According to Freddie, the slow start can be attributed to steady interest rates and reduced market-related gains.
“Our strong first quarter results, as the impact of moves in interest rates and market spreads was near zero, show how Freddie Mac is better serving its mission to responsibly provide liquidity, stability, and affordability to the nation’s mortgage markets, and doing so in a taxpayer efficient manner,” said Donald Layton, CEO of Freddie Mac.
In total, the agency reported a net income of $2.2 billion for Q1—a dip of $2.4 million over Q4 2016. Comprehensive income also fell for the quarter, declining from $3.9 billion in Q4 to $2.2 billion to start the year, and net interest income dropped 2 percent. A “solid business environment” and “the company’s growing guarantee businesses” helped to offset these declines, according to the report.
Freddie’s total book of guarantee business rose by 6 percent over the last year, reaching $1.9 trillion this quarter.
“We did this by improving the technology, products, and level of service provided to our lender customers,” Layton said. “This enables them, in turn, to responsibly and sustainably provide more competitive pricing and terms to a growing range of homeowners and renters. At the same time, we continue to innovate in transferring mortgage credit risk to private capital markets.”

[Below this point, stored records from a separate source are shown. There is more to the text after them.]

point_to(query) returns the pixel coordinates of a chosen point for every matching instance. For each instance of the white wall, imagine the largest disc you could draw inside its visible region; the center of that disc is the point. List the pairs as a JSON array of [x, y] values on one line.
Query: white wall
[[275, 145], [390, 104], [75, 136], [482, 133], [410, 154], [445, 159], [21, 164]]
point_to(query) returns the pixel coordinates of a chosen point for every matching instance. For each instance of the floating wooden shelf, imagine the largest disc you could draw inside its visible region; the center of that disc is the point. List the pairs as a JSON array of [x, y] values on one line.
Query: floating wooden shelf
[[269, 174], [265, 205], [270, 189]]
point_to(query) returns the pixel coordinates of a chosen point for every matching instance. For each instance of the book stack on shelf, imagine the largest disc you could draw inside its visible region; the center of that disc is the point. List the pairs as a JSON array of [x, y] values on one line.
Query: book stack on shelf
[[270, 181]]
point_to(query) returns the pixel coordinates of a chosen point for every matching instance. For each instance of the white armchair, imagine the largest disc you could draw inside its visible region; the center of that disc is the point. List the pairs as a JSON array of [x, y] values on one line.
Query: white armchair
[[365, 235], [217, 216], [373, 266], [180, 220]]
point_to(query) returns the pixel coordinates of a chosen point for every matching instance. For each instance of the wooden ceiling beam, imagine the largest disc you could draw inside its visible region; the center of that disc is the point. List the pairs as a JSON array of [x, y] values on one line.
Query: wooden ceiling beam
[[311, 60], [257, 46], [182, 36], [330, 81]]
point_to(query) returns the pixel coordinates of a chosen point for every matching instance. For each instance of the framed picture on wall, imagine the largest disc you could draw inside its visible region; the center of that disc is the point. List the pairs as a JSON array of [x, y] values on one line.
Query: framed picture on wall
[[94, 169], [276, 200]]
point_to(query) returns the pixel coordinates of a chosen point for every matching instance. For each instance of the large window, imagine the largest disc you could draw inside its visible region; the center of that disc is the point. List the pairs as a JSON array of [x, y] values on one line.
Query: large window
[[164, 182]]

Broken down, Freddie’s single-family guarantee portfolio far outpaced its multi-family holdings; the two jumped by 28 percent and 4 percent over the year, respectively.
“Single-family Guarantee business transferred a significant portion of the credit risk on approximately $65 billion of loans in the first quarter of 2017,” Freddie’s report stated. “The company has now transferred a portion of credit risk on nearly 30 percent of the total outstanding single-family credit guarantee portfolio, up from 22 percent at the end of the first quarter of 2016.”
The agency’s total mortgage-related investments portfolio declined by $7 billion—a 14 percent drop. This is a part of the agency’s wider efforts to reduce this portfolio as required by the Federal Housing Finance Agency n the U.S. Treasury.